As a wise singer once crooned, you have to “know when to hold ’em and know when to fold ’em.” But Kenny “The Gambler” Rogers merely had to beat long-shot odds to win at his game. Outside the casino, designers of industrial control systems don’t have the luxury of being right only 51% of the time. For many manufacturing and process systems, a control system failure — even for a second — simply isn’t an option. Hence, it’s important that control systems deliver safe and reliable performance, even when things go wrong.
Also important is the need to maintain production uptime; while additional control devices help prevent accidents, they also reduce uptime by increasing opportunity for nuisance trips. You need to find that delicate balance between safety, production reliability and overall cost when designing, operating and upgrading production control systems.
The established concepts of safety and reliability for industrial controls are detailed in ANSI/ISA 84.1, Application of Safety Instrumented Systems for the Process Industries. This ANSI/ISA standard applies within the United States and is equivalent to the IEC61511 standard in Europe and other areas. These standards reveal that statistical analysis of safety instrumented systems is a science in itself. Fortunately, only a few basic concepts are required to appreciate the simplified discussion presented in this article.
Safety in numbers
Although using only a single control device often is appropriate, much of safety instrumented system (SIS) design incorporates multiple devices to perform a single control function. The multiple units are cleverly arranged to accommodate the anticipated failure of any single device. Although formal terms such as replicated, complementary or diverse aptly apply to the various arrangements, the catchall term “redundant” is normally used to describe any flavor of multiple-device configuration.
The SIS concept uses an “M out of N” terminology to describe device configuration; reliability is based on M number of properly functioning components out of a total of N. This concept often is noted as MooN (spoken as “M out of N”). For example, 1oo2 (“one out of two”) might represent an arrangement of two relays in series; depending on context, this arrangement can safely shut down a process with only one of the two devices, or it can continue safe operation with only one of two. The terminology for each context is the same, but the applications are quite different. Further examples of typical SIS architectures include:
- 1oo1: A single fuse or rupture disk that limits an over-current or over-pressure malfunction in a near infallible mode.

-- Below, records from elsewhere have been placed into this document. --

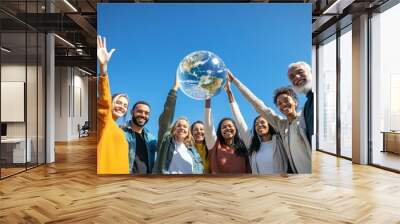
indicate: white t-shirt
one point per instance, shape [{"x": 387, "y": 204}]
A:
[
  {"x": 262, "y": 162},
  {"x": 182, "y": 161}
]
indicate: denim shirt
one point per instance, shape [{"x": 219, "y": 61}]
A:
[
  {"x": 151, "y": 146},
  {"x": 166, "y": 153}
]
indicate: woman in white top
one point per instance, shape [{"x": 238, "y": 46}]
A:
[{"x": 263, "y": 143}]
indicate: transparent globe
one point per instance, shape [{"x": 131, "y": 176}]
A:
[{"x": 201, "y": 75}]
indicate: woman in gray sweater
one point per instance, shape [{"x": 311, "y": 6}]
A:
[{"x": 266, "y": 153}]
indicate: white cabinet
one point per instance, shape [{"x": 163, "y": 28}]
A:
[{"x": 16, "y": 147}]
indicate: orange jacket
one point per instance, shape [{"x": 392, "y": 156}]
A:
[{"x": 112, "y": 147}]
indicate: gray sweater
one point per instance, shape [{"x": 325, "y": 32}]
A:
[{"x": 293, "y": 133}]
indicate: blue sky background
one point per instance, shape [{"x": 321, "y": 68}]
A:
[{"x": 257, "y": 42}]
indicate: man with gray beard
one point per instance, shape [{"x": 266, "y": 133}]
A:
[{"x": 300, "y": 76}]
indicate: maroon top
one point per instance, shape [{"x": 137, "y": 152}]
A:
[{"x": 224, "y": 160}]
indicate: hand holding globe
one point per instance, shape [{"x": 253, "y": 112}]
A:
[{"x": 201, "y": 74}]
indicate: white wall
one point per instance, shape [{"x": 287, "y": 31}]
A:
[{"x": 71, "y": 94}]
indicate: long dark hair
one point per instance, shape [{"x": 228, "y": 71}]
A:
[
  {"x": 255, "y": 141},
  {"x": 192, "y": 126},
  {"x": 204, "y": 140},
  {"x": 240, "y": 148}
]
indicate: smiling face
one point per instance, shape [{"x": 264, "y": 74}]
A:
[
  {"x": 120, "y": 107},
  {"x": 287, "y": 105},
  {"x": 228, "y": 130},
  {"x": 261, "y": 126},
  {"x": 198, "y": 132},
  {"x": 180, "y": 130},
  {"x": 140, "y": 114},
  {"x": 300, "y": 78}
]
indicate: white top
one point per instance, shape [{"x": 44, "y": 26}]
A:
[
  {"x": 182, "y": 162},
  {"x": 262, "y": 162}
]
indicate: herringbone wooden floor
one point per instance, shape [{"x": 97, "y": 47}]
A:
[{"x": 70, "y": 191}]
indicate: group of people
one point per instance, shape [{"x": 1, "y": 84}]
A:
[{"x": 274, "y": 144}]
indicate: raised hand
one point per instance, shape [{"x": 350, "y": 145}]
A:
[
  {"x": 208, "y": 103},
  {"x": 230, "y": 76},
  {"x": 176, "y": 84},
  {"x": 227, "y": 86},
  {"x": 102, "y": 54}
]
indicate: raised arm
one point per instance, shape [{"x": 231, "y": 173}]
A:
[
  {"x": 258, "y": 104},
  {"x": 166, "y": 117},
  {"x": 209, "y": 130},
  {"x": 237, "y": 115},
  {"x": 104, "y": 100}
]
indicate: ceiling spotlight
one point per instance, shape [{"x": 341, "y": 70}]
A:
[
  {"x": 65, "y": 41},
  {"x": 70, "y": 5},
  {"x": 5, "y": 50},
  {"x": 84, "y": 71}
]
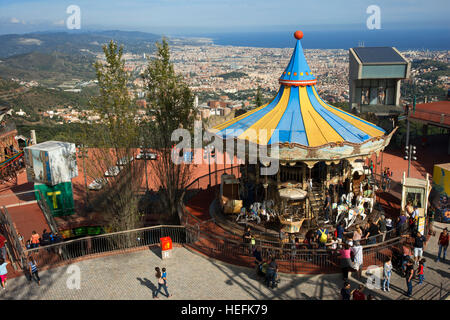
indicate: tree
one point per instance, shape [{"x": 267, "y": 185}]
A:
[
  {"x": 258, "y": 98},
  {"x": 113, "y": 142},
  {"x": 171, "y": 106}
]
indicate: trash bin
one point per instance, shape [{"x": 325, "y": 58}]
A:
[{"x": 166, "y": 247}]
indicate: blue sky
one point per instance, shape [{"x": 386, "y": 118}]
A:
[{"x": 194, "y": 16}]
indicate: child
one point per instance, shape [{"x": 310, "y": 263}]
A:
[
  {"x": 420, "y": 270},
  {"x": 387, "y": 271}
]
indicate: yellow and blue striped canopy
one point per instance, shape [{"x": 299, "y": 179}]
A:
[{"x": 298, "y": 115}]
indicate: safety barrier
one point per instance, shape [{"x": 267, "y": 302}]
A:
[{"x": 112, "y": 243}]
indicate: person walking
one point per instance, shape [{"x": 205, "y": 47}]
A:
[
  {"x": 271, "y": 273},
  {"x": 357, "y": 253},
  {"x": 420, "y": 270},
  {"x": 387, "y": 272},
  {"x": 3, "y": 272},
  {"x": 443, "y": 244},
  {"x": 161, "y": 284},
  {"x": 346, "y": 262},
  {"x": 419, "y": 242},
  {"x": 357, "y": 234},
  {"x": 328, "y": 208},
  {"x": 372, "y": 233},
  {"x": 345, "y": 291},
  {"x": 382, "y": 227},
  {"x": 3, "y": 247},
  {"x": 409, "y": 276},
  {"x": 34, "y": 239},
  {"x": 33, "y": 270}
]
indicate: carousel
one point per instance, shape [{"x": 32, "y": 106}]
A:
[{"x": 320, "y": 149}]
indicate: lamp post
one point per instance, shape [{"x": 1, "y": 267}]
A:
[{"x": 410, "y": 154}]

- 1oo2: Two power supplies connected in parallel to accommodate shutdown of either one. Only “one out of two” is required for continued safe operation.
- 2oo2: Two high-level sensors connected in series that permit a tank inlet valve to open. “Two out of two” devices, both indicating there is no high level, are required to safely open the valve.

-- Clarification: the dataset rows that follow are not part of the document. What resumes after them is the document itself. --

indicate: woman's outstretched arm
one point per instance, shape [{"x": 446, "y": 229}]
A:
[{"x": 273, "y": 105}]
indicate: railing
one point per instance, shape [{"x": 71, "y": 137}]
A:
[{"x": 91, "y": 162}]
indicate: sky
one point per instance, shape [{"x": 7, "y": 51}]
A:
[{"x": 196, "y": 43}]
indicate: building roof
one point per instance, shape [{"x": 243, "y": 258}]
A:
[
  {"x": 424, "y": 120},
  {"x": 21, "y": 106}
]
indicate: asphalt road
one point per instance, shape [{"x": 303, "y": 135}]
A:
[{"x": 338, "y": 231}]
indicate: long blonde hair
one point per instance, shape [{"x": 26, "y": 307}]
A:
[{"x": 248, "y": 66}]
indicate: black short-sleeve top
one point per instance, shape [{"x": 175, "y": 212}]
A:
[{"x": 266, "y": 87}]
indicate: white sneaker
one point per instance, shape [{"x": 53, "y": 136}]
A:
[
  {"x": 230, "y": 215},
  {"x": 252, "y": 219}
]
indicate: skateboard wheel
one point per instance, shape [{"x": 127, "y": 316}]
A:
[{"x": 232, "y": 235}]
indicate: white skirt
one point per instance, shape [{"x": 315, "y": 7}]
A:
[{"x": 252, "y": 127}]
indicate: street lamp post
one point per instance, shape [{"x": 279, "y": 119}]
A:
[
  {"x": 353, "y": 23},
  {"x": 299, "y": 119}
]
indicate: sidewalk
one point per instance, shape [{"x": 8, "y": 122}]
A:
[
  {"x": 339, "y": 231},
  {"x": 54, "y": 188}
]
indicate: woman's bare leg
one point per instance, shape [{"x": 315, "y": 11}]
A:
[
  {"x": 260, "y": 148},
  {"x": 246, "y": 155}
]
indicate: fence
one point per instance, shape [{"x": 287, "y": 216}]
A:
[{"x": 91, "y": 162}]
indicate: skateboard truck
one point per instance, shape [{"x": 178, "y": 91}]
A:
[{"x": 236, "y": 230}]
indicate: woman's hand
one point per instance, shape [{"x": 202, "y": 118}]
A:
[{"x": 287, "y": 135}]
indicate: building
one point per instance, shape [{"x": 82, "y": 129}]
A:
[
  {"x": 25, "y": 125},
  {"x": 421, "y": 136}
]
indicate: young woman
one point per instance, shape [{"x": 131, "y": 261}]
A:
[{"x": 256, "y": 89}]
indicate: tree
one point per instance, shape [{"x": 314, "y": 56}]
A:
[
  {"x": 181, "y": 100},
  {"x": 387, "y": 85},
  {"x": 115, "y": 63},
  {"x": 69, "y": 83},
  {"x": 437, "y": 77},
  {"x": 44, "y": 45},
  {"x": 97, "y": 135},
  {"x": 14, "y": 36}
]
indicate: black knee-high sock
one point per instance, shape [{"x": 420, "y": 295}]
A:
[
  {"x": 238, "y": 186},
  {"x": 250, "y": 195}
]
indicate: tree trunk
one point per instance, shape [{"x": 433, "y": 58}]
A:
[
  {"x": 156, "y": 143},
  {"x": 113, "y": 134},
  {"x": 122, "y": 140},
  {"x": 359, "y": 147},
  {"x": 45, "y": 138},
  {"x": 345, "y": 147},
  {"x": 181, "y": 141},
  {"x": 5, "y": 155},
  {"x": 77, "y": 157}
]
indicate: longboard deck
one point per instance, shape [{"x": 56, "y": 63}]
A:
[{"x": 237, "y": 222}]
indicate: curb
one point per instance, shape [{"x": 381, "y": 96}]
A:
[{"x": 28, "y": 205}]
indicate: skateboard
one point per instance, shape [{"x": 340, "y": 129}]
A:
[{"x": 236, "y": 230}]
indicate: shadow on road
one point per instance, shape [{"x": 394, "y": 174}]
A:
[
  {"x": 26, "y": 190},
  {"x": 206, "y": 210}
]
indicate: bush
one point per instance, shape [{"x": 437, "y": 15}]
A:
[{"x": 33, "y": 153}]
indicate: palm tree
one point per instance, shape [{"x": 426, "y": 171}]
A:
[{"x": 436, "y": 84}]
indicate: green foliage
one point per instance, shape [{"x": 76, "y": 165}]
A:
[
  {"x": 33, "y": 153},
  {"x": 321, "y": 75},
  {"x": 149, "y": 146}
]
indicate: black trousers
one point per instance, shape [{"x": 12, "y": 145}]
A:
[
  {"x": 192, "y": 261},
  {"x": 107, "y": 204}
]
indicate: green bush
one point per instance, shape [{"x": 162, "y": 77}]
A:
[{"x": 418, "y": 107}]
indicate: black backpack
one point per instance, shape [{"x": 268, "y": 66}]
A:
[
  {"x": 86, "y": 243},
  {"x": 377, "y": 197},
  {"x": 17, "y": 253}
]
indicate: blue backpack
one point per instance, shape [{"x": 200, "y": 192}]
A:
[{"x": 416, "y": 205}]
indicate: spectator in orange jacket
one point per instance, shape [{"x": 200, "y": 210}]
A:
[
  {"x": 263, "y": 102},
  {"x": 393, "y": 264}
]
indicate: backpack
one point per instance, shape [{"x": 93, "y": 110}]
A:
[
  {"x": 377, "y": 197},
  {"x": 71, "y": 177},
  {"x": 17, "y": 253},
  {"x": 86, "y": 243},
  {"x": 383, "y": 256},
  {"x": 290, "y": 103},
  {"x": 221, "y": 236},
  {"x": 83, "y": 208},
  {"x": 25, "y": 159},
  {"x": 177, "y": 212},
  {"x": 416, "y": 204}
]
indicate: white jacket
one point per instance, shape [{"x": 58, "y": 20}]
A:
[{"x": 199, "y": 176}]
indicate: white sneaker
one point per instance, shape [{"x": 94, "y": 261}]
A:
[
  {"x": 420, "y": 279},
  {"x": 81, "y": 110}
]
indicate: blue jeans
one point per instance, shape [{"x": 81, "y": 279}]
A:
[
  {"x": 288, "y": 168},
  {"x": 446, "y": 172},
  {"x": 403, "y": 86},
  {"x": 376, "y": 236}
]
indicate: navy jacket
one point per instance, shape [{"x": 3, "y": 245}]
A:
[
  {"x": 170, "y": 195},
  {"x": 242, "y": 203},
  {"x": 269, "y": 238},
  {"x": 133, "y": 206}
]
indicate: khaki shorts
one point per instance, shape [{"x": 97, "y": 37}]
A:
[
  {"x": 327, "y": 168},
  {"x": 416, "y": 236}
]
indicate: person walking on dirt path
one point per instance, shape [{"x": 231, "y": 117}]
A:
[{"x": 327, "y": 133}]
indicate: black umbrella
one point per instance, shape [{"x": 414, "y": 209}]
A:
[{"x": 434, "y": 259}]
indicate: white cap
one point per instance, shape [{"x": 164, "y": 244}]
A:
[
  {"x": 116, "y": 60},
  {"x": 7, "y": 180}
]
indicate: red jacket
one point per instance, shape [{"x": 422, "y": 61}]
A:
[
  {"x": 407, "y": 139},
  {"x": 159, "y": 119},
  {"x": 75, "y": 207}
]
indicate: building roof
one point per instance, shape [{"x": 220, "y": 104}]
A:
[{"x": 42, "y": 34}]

- 2oo3: Triple modular redundant (TMR) pressure transmitters configured in a voting system. “Two out of three” devices must agree to continue safe production should one of the three transmitters fail in any manner.

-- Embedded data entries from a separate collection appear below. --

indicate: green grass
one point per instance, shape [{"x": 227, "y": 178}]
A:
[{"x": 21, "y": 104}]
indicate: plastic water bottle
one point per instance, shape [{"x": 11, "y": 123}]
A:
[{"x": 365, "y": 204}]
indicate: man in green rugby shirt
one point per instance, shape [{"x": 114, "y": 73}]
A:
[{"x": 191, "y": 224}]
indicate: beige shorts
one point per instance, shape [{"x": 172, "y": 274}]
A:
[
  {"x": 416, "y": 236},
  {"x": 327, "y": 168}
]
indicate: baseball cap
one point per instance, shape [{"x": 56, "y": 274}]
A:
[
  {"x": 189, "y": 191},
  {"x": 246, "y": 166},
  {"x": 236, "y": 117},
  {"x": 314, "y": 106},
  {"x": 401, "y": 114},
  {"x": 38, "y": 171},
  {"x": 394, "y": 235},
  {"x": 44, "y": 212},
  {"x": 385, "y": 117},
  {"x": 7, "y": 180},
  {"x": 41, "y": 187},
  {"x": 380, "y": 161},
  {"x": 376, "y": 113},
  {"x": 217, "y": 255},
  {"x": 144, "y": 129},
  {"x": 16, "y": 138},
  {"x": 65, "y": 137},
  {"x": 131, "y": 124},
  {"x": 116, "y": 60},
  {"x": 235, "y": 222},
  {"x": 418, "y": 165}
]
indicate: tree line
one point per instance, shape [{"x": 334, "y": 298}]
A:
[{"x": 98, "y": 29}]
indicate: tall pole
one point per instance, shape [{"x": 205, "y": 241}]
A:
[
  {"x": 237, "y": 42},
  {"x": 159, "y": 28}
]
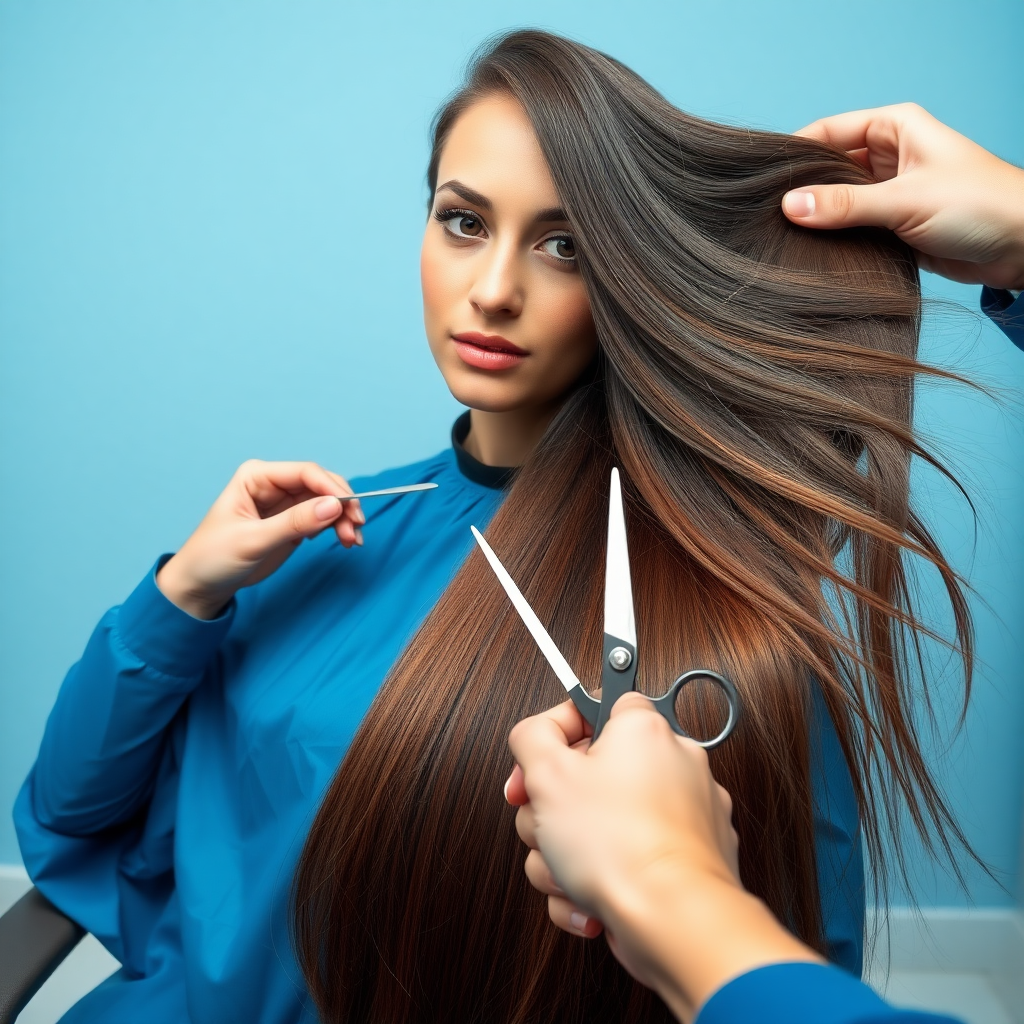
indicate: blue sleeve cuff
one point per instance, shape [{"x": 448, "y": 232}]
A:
[
  {"x": 163, "y": 636},
  {"x": 805, "y": 993},
  {"x": 1007, "y": 311}
]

Figure 1. These relay contact motor control schemes show how the degree of reliability desired determines the degree of complexity needed in the control system.
Note that each of these examples addresses a specific malfunction of a control device. This important concept will be explored a bit more later on. Figure 1 illustrates four examples of increasingly complex SIS architectures; all are based on simple relay contact motor control.
Demanding reliability A key SIS concept used to evaluate reliability is called probability of failure on demand, or PFD. Its calculation is complex, and often controversial, but is simplified here to denote the percentage of time that a device is expected to not perform its control function properly. As with golf, the goal with PFD is a low score.
Different levels of PFD might apply to the same device based on its role in the overall system. For example, a pressure sensor might have a 4% probability of causing a nuisance trip, but only a 2% probability of causing an unsafe situation. Because these probabilities are calculated on a per year basis, and accumulate over time, a device with a 4% PFD is estimated to malfunction once every 25 years (4% failure/year x 25 years = 100% failure). And because the PFD is estimated for each device, the net reliability of a total system rapidly decreases if multiple devices affect a single control function. Therefore, low PFD values for each device are prime design criteria.